Dalam pemberitaan sebelumnya, pihak OY! mengklaim per awal tahun ini mereka mengklaim sudah memiliki 500 ribu basis pengguna.
Jika dicermati cara kedua perusahaan ini monetisasi, lagi-lagi kata kuncinya adalah lebih murah daripada pemain sejenis. Keduanya sudah punya jalur menuju profitabilitas karena sudah memiliki cara monetisasi yang jelas.
Berkompetisi dengan petahana
Perlu diketahui, biaya admin yang dibebankan bank setiap transfer merupakan salah satu cara bank memperoleh laba, yang masuk melalui pendapatan non bunga (fee based income). Selain transfer, sumber penghasil fee based adalah inkaso, safe deposit box, letter or credit, dan kartu kredit.
Fee based cukup vital kontribusinya buat bank, terutama di era digital karena mampu mengatasi tekanan perbankan terhadap kemampuannya dalam mencetak laba, tekanan pada rasio kredit macet, dan penurunan margin bunga bersih (Net Interest Margin/NIM).

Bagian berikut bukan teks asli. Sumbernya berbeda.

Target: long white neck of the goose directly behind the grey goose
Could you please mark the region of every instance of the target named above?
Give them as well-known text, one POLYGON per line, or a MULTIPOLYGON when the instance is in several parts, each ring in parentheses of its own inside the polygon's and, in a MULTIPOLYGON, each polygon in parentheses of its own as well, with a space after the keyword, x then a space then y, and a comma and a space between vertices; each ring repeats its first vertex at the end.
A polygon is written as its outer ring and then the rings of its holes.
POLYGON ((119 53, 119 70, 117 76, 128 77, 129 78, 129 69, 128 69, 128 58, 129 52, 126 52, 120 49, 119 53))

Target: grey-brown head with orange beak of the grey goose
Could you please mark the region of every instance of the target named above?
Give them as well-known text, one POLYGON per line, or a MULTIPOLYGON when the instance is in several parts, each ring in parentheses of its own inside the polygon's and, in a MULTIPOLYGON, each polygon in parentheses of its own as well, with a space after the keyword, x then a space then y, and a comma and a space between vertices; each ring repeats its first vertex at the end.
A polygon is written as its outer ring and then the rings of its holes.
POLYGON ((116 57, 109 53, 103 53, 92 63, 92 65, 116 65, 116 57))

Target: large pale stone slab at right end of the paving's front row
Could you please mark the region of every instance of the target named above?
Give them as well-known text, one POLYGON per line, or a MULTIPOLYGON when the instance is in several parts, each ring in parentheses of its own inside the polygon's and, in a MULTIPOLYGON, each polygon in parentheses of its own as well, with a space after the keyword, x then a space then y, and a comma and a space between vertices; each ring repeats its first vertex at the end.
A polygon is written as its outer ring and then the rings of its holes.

Kehadiran Flip dan OY!, lanjut Huda, sebenarnya melengkapi fasilitas keuangan di perbankan yang sudah ada sebelumnya, namun dengan cara yang lebih efisien dan murah. Harapannya bank dapat meresponsnya dengan meningkatkan teknologi yang mampu membuat layanannya lebih efisien dan murah dari saat ini.
“Kehadiran [layanan] fintech ke dalam aspek layanan keuangan menghadirkan disrupsi bagi penyedia layanan yang masih mengandalkan fitur tradisional.”
CEO Artajasa Bayu Hanantasena menambahkan, pasar interbank transfer masih cukup besar dan masih terus besar. Buat perusahaan switching seperti Artajasa, kehadiran kedua perusahaan ini belum berdampak adanya penurunan dari aspek bisnisnya.
Meskipun demikian, ia tetap memperhatikan apakah model bisnis seperti mereka apakah sustainable dan cukup menarik bagi pelanggan. “Model bisnis mereka baru ya dan flow prosesnya beda. Terkait model bisnis dan value proposition berbeda dengan switching,” katanya saat dihubungi DailySocial.
Dalam praktiknya, pemain seperti Flip tetap membutuhkan perusahaan switching dalam menjalankan bisnisnya. Ari menjelaskan, perusahaan switching adalah rekan yang saling melengkapi karena dapat membantu perusahaan memberikan layanan yang lebih baik bagi pengguna dengan membuka jaringan ke lebih banyak bank.
“Kami selalu terbuka untuk adanya kolaborasi dengan institusi yang kami yakni dapat selalu berkontribusi untuk masyarakat Indonesia,” kata Ari.